All these were warning signs, no more; we do not suggest that deletion of the reversion provision, or notice of the Massachusetts suit, or even the award of some relief for the information class, were per se requirements of an acceptable settlement. A reversion provision might encourage a more generous settlement offer. Notice of a pending suit that might offer only remote prospects of success might confuse class members and precipitate imprudent opting out. Even the denial of all relief to the information class might be justified if careful scrutiny indicated that the class had no realistic prospect of sufficient success to enable an actual distribution to the class members. But these were matters to be considered, not assumed. The last is the most important, especially in view of the fact that the information class did not have separate counsel. In Reynolds v. Beneficial National Bank, supra, 288 F.3d at 284-85, we emphasized the district judge's duty in a class action settlement situation to estimate the litigation value of the claims of the class and determine whether the settlement is a reasonable approximation of that value. Id.; see also Mars Steel Corp. v. Continental Illinois National Bank & Trust Co., 834 F.2d 677, 682 (7th Cir.1987); In re General Motors Corp. Engine Interchange Litigation, supra, 594 F.2d at 1132 n. 44; In re General Motors Corp. Pick-Up Truck Fuel Tank Products Liability Litigation, supra, 55 F.3d at 806; In re Traffic Executive Association-Eastern Railroads, 627 F.2d 631, 633 (2d Cir.1980). The district judge in this case made no estimate of the value of the legal claims of the information-sharing class.


So the settlement cannot stand. But we disagree with the objectors that the members of the information-sharing class are entitled to individual notice. Such notice is preferable to newspaper or other collective notice but it was impossible here because Fleet has no record of those customers whose financial information it gave the telemarketers but who did not buy anything from the latter. (Those who did buy, the members of the telemarketing class, received individual notice.) Maybe Fleet should have such a record, but it doesn't and so individual notice is impossible. Nor could it have enclosed a notice with the monthly statements that it sends all its mortgage customers (necessarily including the members of the information class, or at least members current as of the date the notice would have been mailed), because it sold its mortgage business before it was ordered to notify the class.


When individual notice is infeasible, notice by publication in a newspaper of national circulation (here USA Weekend, a magazine that is included in hundreds of Sunday newspapers) is an acceptable substitute.

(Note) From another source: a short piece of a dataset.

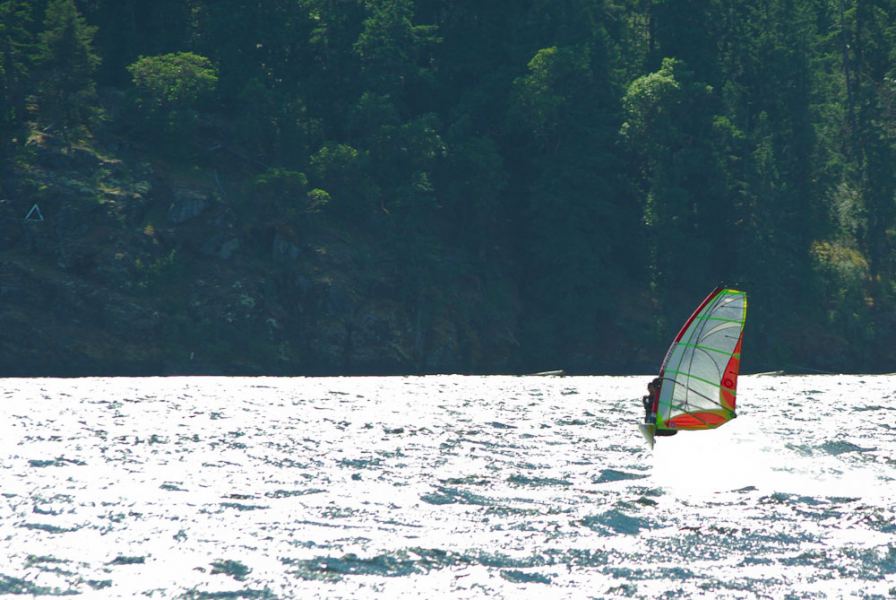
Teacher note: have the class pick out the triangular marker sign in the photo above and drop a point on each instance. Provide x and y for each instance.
(34, 214)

Fed.R.Civ.P. 23(c)(2); Mullane v. Central Hanover Bank & Trust Co., 339 U.S. 306, 317, 70 S.Ct. 652, 94 L.Ed. 865 (1950); In re Agent Orange Product Liability Litigation, 818 F.2d 145, 167-69 (2d Cir.1987); Montelongo v. Meese, 803 F.2d 1341, 1351-52 (5th Cir.1986). Something is better than nothing. But in this age of electronic communications, newspaper notice alone is not always an adequate alternative to individual notice. (See Brian Walters, "`Best Notice Practicable' in the Twenty-First Century," 2003 UCLA J.L. & Tech. 4, discussing N.D. Cal. Civ. L.R. 23-2, which requires that notice of securities class actions be posted to an online clearinghouse maintained by Stanford Law School.) The World Wide Web is an increasingly important method of communication, and, of particular pertinence here, an increasingly important substitute for newspapers. Although Fleet did not post a notice on its own website, a firm that was hired to administer the settlement maintained a website with details of the case, and so far as appears that was an acceptable substitute.


The question of the adequacy of the notice is separate from whether the settlement should have been approved. It should not have been, given what was before the district judge. The judgment is therefore reversed and the case is remanded for further proceedings consistent with this opinion. Circuit Rule 36 shall apply on remand.